Nicholas Nethercote [inactive]

Assignee

Comment 28

•

10 years ago

The JS engine has used this exact strategy for allocating object slots for years.

Nathan Froyd [:froydnj]

Comment 29

•

10 years ago

(In reply to Nicholas Nethercote [:njn] from comment #28)
> The JS engine has used this exact strategy for allocating object slots for
> years.

One thinks that the number of slots in JS objects and the typical size of nsTArrays might not be comparable.  Though I guess judging by comment 9, "object slots" can be properly read as "array elements"?

Emanuel Hoogeveen [:ehoogeveen]

Comment 30

•

10 years ago

jemalloc rounds all huge allocations up to the nearest MiB, so it would be nice if you could take advantage of the full allocated size. All huge allocations are also MiB aligned, so I don't see that causing any problems. It's more a tradeoff between moving the data around over and over again if you grow by fixed increments (say an MiB each time), or failing to allocate because you grew by too much. Perhaps you could have a fallback path where if growing by 1.125 times fails, you try again with the exact amount rounded up to the nearest MiB.

Nicholas Nethercote [inactive]

Assignee

Comment 31

•

10 years ago

> One thinks that the number of slots in JS objects and the typical size of
> nsTArrays might not be comparable.

JS object slots are 8 bytes each, and the slower growth starts at 1 million slots, i.e. 8 MiB. So the behaviour is the same. Indeed, that's why I chose 8 MiB as the threshold for the slower growth in this patch.

Or maybe you're talking about typical sizes. In my experience they're both generally power-law-ish: many small buffers, a few large ones.

> jemalloc rounds all huge allocations up to the nearest MiB, so it would be
> nice if you could take advantage of the full allocated size.

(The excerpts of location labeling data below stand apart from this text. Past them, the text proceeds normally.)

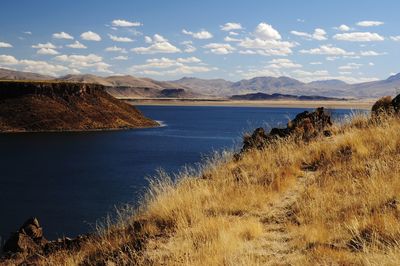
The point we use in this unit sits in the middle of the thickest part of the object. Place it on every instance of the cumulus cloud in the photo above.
(41, 67)
(90, 36)
(8, 60)
(283, 63)
(189, 48)
(120, 57)
(318, 34)
(395, 38)
(370, 53)
(219, 48)
(267, 42)
(5, 45)
(369, 23)
(326, 50)
(85, 61)
(62, 35)
(230, 39)
(47, 45)
(115, 49)
(125, 23)
(76, 45)
(265, 31)
(167, 66)
(119, 39)
(359, 37)
(47, 51)
(343, 27)
(158, 44)
(231, 26)
(203, 34)
(350, 66)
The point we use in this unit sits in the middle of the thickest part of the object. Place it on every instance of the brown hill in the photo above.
(63, 106)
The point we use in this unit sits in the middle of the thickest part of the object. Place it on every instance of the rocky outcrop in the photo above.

mozjemalloc is set up so that huge allocations round up to the nearest MiB in terms of virtual address space, but round up to the nearest page size in terms of committed space. So the page-sized rounding (which was already present) is there to optimize for committed space. But I am happy to change it to MiB rounding to optimize for virtual address space.

Finally, every other class with a growable buffer that I can think of in Mozilla code uses a doubling strategy: pldhash, JS::HashTable, mozilla::Vector, JSString, nsString, and XDRBuffer. Oh and pdf.js uses it in various places with typed arrays (which unlike vanilla JS arrays are fixed length so you have to handle growth yourself). It's not a radical technique.

Nicholas Nethercote [inactive]

Assignee

Updated

•

10 years ago

Attachment #8470650 - Attachment is obsolete: true

Nicholas Nethercote [inactive]

Assignee

Comment 32

•

10 years ago

Try looks good: https://treeherder.mozilla.org/ui/#/jobs?repo=try&revision=e79cdf6885b5

Emanuel Hoogeveen [:ehoogeveen]

Comment 33

•

10 years ago

(In reply to Nicholas Nethercote [:njn] from comment #31)
> mozjemalloc is set up so that huge allocations round up to the nearest MiB
> in terms of virtual address space, but round up to the nearest page size in
> terms of committed space. So the page-sized rounding (which was already
> present) is there to optimize for committed space. But I am happy to change
> it to MiB rounding to optimize for virtual address space.

Right. The OS still shouldn't commit physical pages until you actually touch them, so as long as nsTArray doesn't do anything silly like explicitly nulling the allocated region, optimizing for virtual address space should be optimal.

Nathan Froyd [:froydnj]

Comment 34

•

10 years ago

Comment on attachment 8510149 [details] [diff] [review]
Use exponential growth when growing an nsTArray

Review of attachment 8510149 [details] [diff] [review]:
-----------------------------------------------------------------

Part of me wants to limit the slowGrowthThreshold to 1 MB or thereabouts, but let's keep the 8 MB threshold, given JS behavior, and see if we encounter problems.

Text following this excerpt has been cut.